Deng Dergisinin yöneticilerini 100. Sayısından dolayı kutluyorum.
( I )
Ulusların, halkların, devletlerin, toplumların, fikir akımlarının temsilcilerinin hayatında, genel
olarak yayıncılığın, özel olarak dergi ve gazete yayıncılığının rolü hayati niteliktedir. Bu
nedenle, toplumlar, uluslar, halklar, devletler, fikir akımlarının temsilcileri her zaman
yayıncılığa önem vermişlerdir.
Dergiler, gazeteler, şimdilerde televizyonlar, halkın bilgilenmesinde, bilinçlenmesinde,
kamuoyunun aydınlatılmasında, gündem oluşturmada büyük bir role ve fonksiyona sahiptir.

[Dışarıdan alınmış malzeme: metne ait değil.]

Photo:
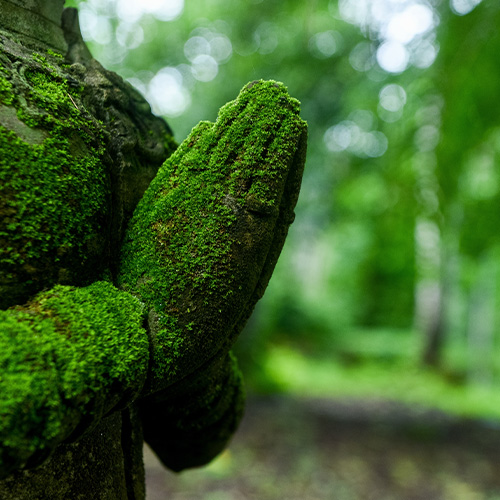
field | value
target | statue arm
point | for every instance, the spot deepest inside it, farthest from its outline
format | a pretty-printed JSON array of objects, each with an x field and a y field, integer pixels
[{"x": 67, "y": 358}]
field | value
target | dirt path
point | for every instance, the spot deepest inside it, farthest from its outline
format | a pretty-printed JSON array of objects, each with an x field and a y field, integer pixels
[{"x": 290, "y": 449}]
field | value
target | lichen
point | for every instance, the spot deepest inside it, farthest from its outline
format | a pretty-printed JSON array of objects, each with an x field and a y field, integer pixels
[{"x": 71, "y": 352}]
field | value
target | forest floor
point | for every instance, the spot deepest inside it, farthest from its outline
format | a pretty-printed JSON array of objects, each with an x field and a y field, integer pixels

Devletini kuran uluslar ile devletini kurmayan bağımlı, yarı-sömürge ve sömürge ulusların
hayatlarında yayıncılığın, dergi ve gazetelerin fonksiyonları ve rolü farklıdır.
Aynı şekilde, demokratik rejimlerle, demokratik olmayan rejimlerde; düşünce ve kendini ifade
özgürlüğü olan devletler ve toplumlarla, düşünce ve ifade özgürlüğünün olmadığı devletlerde
ve ülkelerde, yayıncılığın, dergi ve gazetelerin rolü farklı olmuştur. Hareket ve manevra
kabiliyetleri farklı olmuştur. Hatta bu devlet ve ülkelerdeki yayıncılığın, dergi ve gazetelerin
dilleri, içerikleri, halka ulaşma araç ve gereçleri farklı olmuştur. Bu yayınların yazı işleri
müdürleri, sahipleri, yazarları; tutuklanmış, işkence görmüş, öldürülmüşlerdir.

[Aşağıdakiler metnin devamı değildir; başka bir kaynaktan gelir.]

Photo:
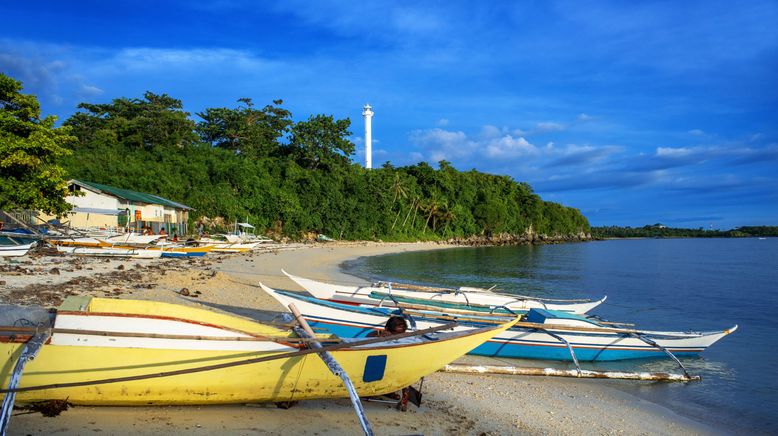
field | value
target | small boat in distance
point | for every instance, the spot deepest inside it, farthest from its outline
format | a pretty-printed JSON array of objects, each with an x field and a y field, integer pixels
[
  {"x": 15, "y": 250},
  {"x": 385, "y": 295},
  {"x": 542, "y": 334},
  {"x": 110, "y": 252}
]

Bu çerçeve tam da Kürt yayıncılığı ve yayıncıları, yazarları için geçerlidir.
Kürt ulusu, sömürge bir ulustur. Kürdistan, klasik sömürge’ statüsünden daha geri ve hem de
uluslararası klasik sömürgeden geri bir statüye sahiptir. Bundan dolayı, Kürtlerin, Kürt fikir
akımlarının, Kürdistan örgütlerinin hayatında yayıncılık, dergi ve gazetelerin rolü iki kat büyük
önem arz etmiştir.
Kürt yayıncılığı: Kürt milletine ve Kürdistan!a ait toplumsal, sosyolojik, coğrafi, dilsel, kültürel,
tarihi gerçeklerin ve değerlerin gün yüzüne çıkmasını sağlıyor. Ayrıca yok sayılan Kürt
milletinin varlığını, bu değerlerini ortaya çıkarmakla, ırkçı tezleri çürütmek için önemli bir rol
ve fonksiyonu icra ediyor..
Kürt yayıncılığı, dergi ve gazeteleri bu bahsettiğim rol ve fonksiyon kadar, belki de bu rol ve
fonksiyondan daha önemli olan Kürt milletinin kendi kaderini kendi iradesiyle tayin etmesi,
Kürt ulusunda özgürlük ve bağımsızlık bilincinin gelişmesi gibi çok temel ve hayati bir rol ve
fonksiyon da icra etmiştir ve halen de etmektedir.
Aynı zamanda Kürt kamuoyunun oluşmasında, Kürtler ve Kürdistan için gündem
oluşturmada da rol ve fonksiyonuna sahiptir.
Ama Kürtlerin Osmanlı Döneminde çıkardıkları yayınların, gazete ve dergilerin içerikleri ve
nitelikleriyle Cumhuriyet Döneminde çıkan dergi ve gazetelerin içeriklerinin de farklı, farklı rol
ve fonksiyonlara sahip oldukları görülmektedir..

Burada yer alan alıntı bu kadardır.